According to the professor, it's only half the story as global recession is already on its way drawing parallels between the ongoing developments and the 2008 global financial crisis.
"It's already beginning. I don't think it's going to wait till July", he notes. "July is many months away. Recessions begin. When people get fired, when large numbers of employees get fired, workers get fired. And if you look at 2008 when Lehman Brothers collapsed, went bankrupt. The firing happened within a couple weeks. And they actually fired about eight hundred thousand by December . So you can expect to see this happening very, very quickly. I would say the announcements will probably start this week".
He notes that in case the vaccine against the virus is found in two months and everybody gets vaccinated the problem would be solved. However, according to the academic, that would be a 'miracle' scenario, while the reality is likely to be much tougher.
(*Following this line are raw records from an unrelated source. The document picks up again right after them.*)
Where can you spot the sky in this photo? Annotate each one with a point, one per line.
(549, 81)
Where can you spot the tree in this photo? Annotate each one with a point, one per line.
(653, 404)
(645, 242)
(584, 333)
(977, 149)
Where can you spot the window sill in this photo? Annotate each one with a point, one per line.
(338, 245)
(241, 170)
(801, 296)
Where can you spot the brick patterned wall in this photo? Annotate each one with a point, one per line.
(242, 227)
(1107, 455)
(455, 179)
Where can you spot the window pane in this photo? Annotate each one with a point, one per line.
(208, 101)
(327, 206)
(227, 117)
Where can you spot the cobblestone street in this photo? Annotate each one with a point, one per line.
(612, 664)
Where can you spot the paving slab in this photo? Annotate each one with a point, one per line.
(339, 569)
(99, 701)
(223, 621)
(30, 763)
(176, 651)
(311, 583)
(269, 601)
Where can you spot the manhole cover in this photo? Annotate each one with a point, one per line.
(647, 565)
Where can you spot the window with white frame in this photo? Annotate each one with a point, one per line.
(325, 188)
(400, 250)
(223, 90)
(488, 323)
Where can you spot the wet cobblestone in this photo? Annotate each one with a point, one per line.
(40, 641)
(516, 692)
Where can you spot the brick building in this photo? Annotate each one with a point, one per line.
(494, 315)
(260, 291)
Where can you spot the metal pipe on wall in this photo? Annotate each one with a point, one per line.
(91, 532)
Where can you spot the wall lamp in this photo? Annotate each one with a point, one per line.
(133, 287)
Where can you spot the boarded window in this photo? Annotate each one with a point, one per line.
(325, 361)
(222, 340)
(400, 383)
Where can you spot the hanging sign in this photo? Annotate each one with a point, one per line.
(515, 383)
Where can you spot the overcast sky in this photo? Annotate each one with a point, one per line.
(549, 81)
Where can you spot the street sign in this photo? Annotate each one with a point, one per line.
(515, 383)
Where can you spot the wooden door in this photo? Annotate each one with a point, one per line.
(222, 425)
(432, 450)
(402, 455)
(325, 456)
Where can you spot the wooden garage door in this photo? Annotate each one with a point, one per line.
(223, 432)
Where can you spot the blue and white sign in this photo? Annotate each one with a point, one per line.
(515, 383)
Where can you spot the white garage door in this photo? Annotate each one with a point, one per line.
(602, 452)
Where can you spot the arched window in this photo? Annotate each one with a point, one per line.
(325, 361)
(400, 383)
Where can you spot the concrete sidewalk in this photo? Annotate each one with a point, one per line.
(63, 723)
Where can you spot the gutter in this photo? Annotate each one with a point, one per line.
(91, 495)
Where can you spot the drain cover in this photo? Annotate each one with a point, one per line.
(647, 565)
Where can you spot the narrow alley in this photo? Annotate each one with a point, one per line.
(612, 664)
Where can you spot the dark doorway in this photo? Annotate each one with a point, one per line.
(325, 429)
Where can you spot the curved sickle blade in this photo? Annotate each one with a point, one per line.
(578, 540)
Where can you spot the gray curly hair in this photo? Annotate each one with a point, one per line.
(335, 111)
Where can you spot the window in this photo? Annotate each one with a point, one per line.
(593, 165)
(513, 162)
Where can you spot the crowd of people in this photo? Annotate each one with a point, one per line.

On 13 March, the US president declared a national emergency freeing up to $50 billion in federal resources to tackle the coronavirus spread and ordered the Department of Energy to buy crude for the nation’s SPR.
Following the announcement US stock indexes bounced back with the Dow surging 1,985 points on Friday after having its biggest one-day drop a day earlier. Oil prices rebounded about 5% on the same day making US shale producers more optimistic amid the dramatic slump in crude prices driven by economic slowdown and OPEC plus agreement's collapse.
However, on Sunday, the Federal Reserve dropped interest rates to near zero and announced that it would buy at least $700 billion in Treasuries. In response, investors started dumping US stocks and purchasing bonds. Eventually, all 30 Dow Jones Industrial Average dropped in premarket trading on Monday driven by fears that the Covid-19 pandemic could lead to global recession. According to InvestingCube, it was recession fears that pushed crude prices down again on Monday.